The unstructured data essentially comprises all other data besides structured data, usually does not conform to any predefined model, and is generally stored in a non-relational database, and can be textual or non-textual, and can also be man-made or machine-generated, various documents, pictures, videos/audios and the like belong to the unstructured data, the unstructured data is represented as data with variable fields, and the required structured data can be formed by extracting and fixing the unstructured data. Unstructured data may include forms of video, audio, pictures, images, documents, text, etc. that may result from specific applications such as medical imaging systems, educational video-on-demand, video surveillance, homeland GIS, design houses, file servers (PDM/FTP), media asset management, etc.

Performing OCR processing on picture information existing in PDF or a webpage, and extracting useful information from disordered data to form structured data, wherein the process comprises the following steps: inputting an image; preprocessing (including binarization, noise removal, tilt correction, etc.); layout analysis (segmenting document pictures into sections); character cutting; character recognition; and (5) post-processing and checking.
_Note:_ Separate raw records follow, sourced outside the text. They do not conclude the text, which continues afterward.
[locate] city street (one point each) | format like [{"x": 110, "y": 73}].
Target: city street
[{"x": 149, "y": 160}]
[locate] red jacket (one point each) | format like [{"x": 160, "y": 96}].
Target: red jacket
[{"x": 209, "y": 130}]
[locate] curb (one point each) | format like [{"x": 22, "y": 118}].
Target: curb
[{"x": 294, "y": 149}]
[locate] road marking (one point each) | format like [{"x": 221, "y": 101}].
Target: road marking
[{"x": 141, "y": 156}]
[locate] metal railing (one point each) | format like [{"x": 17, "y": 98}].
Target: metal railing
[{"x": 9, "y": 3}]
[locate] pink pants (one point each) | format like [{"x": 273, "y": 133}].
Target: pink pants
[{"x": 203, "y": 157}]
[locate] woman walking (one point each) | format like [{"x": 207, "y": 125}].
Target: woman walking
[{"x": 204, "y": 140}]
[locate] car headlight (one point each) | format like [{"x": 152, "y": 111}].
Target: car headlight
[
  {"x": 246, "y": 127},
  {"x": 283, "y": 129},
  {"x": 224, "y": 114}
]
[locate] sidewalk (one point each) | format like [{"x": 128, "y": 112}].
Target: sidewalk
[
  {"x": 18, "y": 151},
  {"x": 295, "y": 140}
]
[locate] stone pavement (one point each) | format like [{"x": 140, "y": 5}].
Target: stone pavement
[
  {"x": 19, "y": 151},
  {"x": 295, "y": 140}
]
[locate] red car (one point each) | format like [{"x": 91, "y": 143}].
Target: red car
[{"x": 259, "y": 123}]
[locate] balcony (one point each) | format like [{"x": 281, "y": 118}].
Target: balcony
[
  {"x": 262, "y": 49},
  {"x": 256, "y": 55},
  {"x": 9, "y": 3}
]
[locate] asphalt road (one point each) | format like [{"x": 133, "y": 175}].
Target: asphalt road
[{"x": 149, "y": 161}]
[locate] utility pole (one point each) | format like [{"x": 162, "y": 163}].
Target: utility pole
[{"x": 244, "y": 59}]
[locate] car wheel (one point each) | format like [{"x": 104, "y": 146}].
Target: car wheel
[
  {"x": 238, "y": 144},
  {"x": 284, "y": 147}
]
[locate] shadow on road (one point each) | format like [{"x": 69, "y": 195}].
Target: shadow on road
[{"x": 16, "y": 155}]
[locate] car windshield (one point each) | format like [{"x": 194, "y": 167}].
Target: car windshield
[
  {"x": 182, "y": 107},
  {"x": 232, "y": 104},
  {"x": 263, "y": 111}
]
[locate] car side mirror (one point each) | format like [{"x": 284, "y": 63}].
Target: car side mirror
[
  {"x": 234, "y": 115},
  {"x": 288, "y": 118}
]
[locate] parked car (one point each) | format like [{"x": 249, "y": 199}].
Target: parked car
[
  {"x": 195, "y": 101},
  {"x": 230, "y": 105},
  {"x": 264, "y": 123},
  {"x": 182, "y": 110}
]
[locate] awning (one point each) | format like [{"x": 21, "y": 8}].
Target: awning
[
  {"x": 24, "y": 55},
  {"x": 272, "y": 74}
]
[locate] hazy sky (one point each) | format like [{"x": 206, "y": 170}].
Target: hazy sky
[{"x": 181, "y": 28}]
For example, NLP parsing can also be performed on the advertisement class PDF information in the data source, and the process is as follows: important information in a certain amount of issued files is firstly extracted manually to form structured data which can be used as training samples.

The text mining can acquire valuable information and knowledge from text data, can realize classification and clustering of the text, the former is a supervised mining algorithm, the latter is an unsupervised mining algorithm, firstly acquires the text, imports the file data, then preprocesses the file, eliminates noise files to improve the mining precision, or only selects a part of samples to improve the mining efficiency when the number of the files is excessive, then performs linguistic processing of the text, including operations of word segmentation, part of speech tagging and the like, and finally performs feature extraction on the text to obtain the required file information. Semantic analysis mainly understands semantic information such as meanings, themes, categories and similarity of words, sentences and sections, and in natural language processing, the semantic analysis mainly comprises two types of semantic analysis based on knowledge or semantic rules and semantic analysis based on statistics.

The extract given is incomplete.